Ainda não cheguei ao fim do livro, mas Joel e Nancy prometem mostrar que diferença tudo isso faz para cada um. “Para a vasta maioria das pessoas ocupadas, não há por que aprender um monte de ciência a não ser que você possa fazer algo com esse conhecimento que tenha valor para a sua vida. Queremos mostrar que você pode”. Quero muito saber como “pensar cosmicamente poderia nos ajudar a vivenciar o que significa ser a parte humana do universo”, como entender o universo ajuda a me entender. E, principalmente, uma ideia que me move na vida e no exercício da reportagem, como contadora de histórias reais: o resgate do extraordinário que nos habita.

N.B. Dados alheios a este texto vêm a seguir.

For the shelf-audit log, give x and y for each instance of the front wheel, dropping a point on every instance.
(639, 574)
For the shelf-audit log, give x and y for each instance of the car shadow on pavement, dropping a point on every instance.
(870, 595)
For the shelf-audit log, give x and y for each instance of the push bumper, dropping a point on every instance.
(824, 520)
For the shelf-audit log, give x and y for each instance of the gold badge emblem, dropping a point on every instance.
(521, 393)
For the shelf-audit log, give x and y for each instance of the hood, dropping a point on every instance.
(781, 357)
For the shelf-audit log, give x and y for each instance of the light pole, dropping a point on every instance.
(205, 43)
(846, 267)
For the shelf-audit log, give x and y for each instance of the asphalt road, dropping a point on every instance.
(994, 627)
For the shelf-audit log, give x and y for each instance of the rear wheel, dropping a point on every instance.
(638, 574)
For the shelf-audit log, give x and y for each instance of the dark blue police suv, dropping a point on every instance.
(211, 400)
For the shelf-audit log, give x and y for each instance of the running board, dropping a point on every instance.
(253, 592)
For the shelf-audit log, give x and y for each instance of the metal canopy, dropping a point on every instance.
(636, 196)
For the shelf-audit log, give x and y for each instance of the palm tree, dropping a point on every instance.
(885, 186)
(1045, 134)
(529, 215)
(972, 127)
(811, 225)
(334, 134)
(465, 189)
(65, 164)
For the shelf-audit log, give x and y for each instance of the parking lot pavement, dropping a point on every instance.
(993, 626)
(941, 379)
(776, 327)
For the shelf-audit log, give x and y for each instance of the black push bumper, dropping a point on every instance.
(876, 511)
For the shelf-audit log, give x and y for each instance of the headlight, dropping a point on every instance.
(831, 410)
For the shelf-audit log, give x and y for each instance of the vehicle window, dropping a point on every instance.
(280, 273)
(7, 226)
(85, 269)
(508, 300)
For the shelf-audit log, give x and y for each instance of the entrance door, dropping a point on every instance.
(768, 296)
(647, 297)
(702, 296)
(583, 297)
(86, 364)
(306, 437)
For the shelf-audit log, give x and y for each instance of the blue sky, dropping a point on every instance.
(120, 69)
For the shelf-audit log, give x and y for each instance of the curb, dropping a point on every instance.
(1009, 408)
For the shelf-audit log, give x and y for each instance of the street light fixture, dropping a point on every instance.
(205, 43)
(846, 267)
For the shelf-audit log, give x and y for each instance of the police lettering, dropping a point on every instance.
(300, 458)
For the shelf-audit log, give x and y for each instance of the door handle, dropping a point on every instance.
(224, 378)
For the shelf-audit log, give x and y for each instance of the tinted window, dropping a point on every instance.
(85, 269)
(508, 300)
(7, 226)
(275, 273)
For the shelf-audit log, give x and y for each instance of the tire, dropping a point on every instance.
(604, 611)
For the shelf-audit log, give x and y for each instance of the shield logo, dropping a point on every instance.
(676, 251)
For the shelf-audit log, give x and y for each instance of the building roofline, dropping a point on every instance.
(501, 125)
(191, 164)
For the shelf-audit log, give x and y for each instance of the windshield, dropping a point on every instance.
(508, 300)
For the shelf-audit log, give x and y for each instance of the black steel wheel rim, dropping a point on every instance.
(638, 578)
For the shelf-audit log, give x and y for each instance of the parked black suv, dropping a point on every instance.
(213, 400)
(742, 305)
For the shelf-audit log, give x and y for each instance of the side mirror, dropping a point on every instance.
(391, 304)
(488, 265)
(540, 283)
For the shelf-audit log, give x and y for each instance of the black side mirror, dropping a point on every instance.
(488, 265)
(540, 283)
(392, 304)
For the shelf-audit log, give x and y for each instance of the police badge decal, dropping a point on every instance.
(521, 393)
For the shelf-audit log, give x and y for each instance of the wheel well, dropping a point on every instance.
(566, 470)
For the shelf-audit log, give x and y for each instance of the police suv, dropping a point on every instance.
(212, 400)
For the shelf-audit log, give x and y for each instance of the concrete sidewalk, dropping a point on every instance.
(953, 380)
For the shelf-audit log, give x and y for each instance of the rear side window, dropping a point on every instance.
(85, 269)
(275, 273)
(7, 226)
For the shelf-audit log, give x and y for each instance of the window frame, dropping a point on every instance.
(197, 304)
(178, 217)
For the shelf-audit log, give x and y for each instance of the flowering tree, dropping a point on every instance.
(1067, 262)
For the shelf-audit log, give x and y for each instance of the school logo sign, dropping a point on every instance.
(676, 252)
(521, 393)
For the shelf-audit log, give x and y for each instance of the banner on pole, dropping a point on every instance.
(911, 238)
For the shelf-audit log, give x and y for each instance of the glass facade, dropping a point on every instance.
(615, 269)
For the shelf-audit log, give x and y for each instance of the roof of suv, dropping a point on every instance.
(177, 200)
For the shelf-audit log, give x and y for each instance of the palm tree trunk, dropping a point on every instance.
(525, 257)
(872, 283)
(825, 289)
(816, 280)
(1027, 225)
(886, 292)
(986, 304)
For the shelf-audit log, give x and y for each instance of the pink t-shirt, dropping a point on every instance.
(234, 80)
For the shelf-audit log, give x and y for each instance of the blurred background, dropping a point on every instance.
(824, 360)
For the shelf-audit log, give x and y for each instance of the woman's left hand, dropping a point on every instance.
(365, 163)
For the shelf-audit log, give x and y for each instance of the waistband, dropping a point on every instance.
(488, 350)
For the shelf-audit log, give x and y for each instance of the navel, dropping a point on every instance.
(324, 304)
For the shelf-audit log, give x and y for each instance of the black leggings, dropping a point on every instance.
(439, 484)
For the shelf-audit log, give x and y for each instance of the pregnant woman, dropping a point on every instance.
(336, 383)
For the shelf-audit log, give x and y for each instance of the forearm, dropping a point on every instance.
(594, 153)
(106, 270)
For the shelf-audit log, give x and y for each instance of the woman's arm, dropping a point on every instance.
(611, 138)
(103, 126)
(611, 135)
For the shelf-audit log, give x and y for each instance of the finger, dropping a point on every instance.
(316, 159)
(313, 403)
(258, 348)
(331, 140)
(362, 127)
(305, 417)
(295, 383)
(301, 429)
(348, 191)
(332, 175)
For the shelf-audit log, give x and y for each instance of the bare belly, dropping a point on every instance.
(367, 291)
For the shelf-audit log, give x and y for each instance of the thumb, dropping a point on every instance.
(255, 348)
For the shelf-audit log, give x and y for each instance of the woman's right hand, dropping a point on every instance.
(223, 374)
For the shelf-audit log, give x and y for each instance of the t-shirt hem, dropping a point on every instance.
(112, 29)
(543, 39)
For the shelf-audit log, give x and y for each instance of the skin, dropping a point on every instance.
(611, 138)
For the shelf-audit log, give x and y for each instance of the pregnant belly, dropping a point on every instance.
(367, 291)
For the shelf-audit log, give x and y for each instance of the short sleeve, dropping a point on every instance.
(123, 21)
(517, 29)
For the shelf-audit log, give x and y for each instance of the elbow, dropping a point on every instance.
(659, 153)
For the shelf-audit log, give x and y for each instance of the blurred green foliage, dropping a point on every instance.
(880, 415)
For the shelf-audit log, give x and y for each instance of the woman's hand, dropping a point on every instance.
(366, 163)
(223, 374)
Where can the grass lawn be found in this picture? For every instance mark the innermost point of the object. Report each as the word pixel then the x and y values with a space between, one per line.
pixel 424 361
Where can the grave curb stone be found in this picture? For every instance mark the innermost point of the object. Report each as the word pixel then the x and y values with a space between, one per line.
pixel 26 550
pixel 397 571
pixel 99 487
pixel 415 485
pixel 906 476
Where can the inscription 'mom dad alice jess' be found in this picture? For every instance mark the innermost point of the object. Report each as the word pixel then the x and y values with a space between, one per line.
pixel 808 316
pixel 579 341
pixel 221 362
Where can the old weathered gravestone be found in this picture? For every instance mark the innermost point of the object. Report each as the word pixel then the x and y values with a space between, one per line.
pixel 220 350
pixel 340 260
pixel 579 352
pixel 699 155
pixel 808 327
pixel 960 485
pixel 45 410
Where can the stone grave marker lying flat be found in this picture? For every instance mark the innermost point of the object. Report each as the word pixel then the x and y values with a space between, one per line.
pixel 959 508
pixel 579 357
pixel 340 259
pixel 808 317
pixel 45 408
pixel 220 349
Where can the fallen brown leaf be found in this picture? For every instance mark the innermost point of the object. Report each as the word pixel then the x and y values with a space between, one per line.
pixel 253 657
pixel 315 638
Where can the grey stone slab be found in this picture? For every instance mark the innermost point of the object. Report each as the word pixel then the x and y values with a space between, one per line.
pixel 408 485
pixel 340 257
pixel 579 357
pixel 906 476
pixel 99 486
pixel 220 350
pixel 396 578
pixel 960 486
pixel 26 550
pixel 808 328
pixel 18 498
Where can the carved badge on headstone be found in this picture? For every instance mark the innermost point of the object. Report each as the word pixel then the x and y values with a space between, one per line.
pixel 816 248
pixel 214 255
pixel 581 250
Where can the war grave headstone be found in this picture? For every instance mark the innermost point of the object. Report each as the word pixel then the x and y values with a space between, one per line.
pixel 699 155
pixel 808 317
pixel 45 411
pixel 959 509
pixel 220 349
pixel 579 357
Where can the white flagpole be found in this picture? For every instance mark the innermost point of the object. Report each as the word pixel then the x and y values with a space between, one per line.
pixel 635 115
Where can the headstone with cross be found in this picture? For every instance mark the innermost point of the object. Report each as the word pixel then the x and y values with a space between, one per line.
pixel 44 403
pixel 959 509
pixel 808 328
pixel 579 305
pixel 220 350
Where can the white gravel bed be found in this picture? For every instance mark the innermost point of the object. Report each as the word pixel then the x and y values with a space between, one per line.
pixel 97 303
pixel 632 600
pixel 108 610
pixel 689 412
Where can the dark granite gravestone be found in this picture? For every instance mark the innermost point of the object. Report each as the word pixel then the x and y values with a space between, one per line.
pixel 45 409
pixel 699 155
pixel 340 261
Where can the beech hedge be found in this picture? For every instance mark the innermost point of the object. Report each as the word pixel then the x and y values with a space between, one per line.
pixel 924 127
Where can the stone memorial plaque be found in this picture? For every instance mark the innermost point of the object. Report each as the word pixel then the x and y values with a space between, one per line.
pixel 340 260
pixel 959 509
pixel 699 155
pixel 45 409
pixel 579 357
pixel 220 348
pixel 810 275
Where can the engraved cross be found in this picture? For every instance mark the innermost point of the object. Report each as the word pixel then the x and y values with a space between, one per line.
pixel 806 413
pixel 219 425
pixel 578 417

Por me dedicar às trajetórias não dos planetas, mas de homens e mulheres, compreendi que não existem vidas comuns. Só mesmo nossa cegueira sobre os outros e sobre nós mesmos nos separa do extraordinário do que somos. Desconheço o cosmos, mas conheço (um pouco) o humano. Com a ajuda desse livro e de alguns outros que vieram antes, começo entender onde essas pontas se encontram. Compreendo por que Carl Sagan dizia que somos o universo compreendendo a si mesmo. Como poeira de estrelas – um fato científico, além de uma imagem poética – somos pedaços brilhantes do universo.
Como deixar-se apequenar na vida depois disso? Como pedaços brilhantes do universo, seres feito de estrelas, ousam deixar-se mediocrizar a cada dia, perder-se em pequenezas cotidianas? Querendo ou não, nossa matéria é a das grandes aspirações. Não as ditadas pela moda do momento, pela lógica política e econômica de uma ou outra época. Mas algo mais profundo, algo que é nosso e ninguém pode nos tirar. Um sentido do extraordinário que é parte de nós, tanto quanto são as nossas células repletas da memória do big bang.
Acabo de perceber que, de certo modo, ao contar histórias de gente, acabei encontrando meu próprio caminho para as estrelas.